Characterization of the Actin Cross-linking Properties of the Scruin-Calmodulin Complex from the Acrosomal Process of Limulus Sperm

doi:10.1074/jbc.271.5.2651

Characterization of the Actin Cross-linking Properties of the Scruin-Calmodulin Complex from the Acrosomal Process of Limulus Sperm (*)

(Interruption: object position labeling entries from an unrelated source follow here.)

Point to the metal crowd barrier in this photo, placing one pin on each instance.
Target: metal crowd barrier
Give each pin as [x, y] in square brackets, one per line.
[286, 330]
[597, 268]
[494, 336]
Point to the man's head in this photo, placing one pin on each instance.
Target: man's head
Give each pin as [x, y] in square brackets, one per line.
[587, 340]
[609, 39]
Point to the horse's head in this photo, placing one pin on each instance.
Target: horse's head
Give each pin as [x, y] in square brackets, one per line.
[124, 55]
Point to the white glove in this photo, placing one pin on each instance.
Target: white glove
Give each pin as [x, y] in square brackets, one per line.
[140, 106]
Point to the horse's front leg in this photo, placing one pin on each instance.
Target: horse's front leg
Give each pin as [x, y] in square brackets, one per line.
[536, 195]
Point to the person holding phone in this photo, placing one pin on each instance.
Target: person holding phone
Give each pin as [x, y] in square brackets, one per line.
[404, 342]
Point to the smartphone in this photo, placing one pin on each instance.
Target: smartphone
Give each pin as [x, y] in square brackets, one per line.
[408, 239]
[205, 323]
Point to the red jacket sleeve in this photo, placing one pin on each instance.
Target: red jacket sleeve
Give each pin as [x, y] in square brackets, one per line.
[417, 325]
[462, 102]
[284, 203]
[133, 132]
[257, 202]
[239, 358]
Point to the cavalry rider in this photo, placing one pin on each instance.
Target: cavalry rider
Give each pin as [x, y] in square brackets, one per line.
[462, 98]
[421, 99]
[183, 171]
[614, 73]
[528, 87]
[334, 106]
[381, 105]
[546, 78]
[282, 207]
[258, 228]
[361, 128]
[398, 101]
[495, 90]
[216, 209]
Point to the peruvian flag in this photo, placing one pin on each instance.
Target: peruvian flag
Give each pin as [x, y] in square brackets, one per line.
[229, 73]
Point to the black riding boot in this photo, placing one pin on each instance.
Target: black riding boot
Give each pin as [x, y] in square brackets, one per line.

From the (1)Whitehead Institute for Biomedical Research and the
(2)Department of Biology, Massachusetts Institute of Technology, Cambridge, Massachusetts 02142

^§To whom all correspondence should be addressed:
Whitehead Institute, Nine Cambridge Center, Cambridge, MA 02145
. Tel.: 617-258-5423; Fax: 617-258-7663.

↵^¶ Current address: European Molecular Biology Laboratory, 69012 Heidelberg, Germany.
↵** Current address: Sumitomo Pharmaceuticals, 1-98, Kasugadenaka 3-chome, Konohana-ku Osaka 554, Japan.

Abstract

During activation of the Limulus sperm acrosomal process, actin filaments undergo a change in twist that is linked with the conversion from a coiled to a straight scruin-actin bundle. Since scruin had not been purified, its identity as an actin-binding protein has not been demonstrated. Using HECAMEG (methyl-6-O-(N-heptylcarbamoyl)-α-D-glucopyranoside) detergent extraction in concert with high calcium, we purified native scruin and identified it as an equimolar complex with calmodulin. I-Calmodulin overlays and calmodulin-Sepharose indicate that scruin binds calmodulin in calcium but not in EGTA. Overlay experiments also map the calmodulin binding site between the putative N- and C-terminal β-propeller domains within residues 425-446. Immunofluorescence microscopy reveals that calmodulin colocalizes with scruin and actin in the coiled bundle. Although scruin binds calmodulin, pelleting assays and electron microscopy show that the scruin cross-links F-actin into bundles independently of calcium. Based on our biochemical and structural studies, we suggest a model to explain how scruin controls a change in twist of actin filaments during the acrosome reaction. We predict that calcium subtly alters scruin conformation through its calmodulin subunit and the conformation change in scruin causes a shift in the relative positions of the scruin-bound actin subunits.

Footnotes

↵* This work was supported by National Institutes of Health Grants CA55621 and GM52703 (to P. M.). The costs of publication of this article were defrayed in part by the payment of page charges. This article must therefore by hereby marked “advertisement” in accordance with 18 U.S.C. Section 1734 solely to indicate this fact.
↵¹ The abbreviations used are:

EM

electron microscopy

HECAMEG

methyl-6-O-(N-heptylcarbamoyl)-α-D-glucopyranoside

HPLC

high performance liquid chromatography

PAGE

polymacrylamide gel electrophoresis

GST

glutathione S-transferase.
- Received July 11, 1995.
- Revision received October 5, 1995.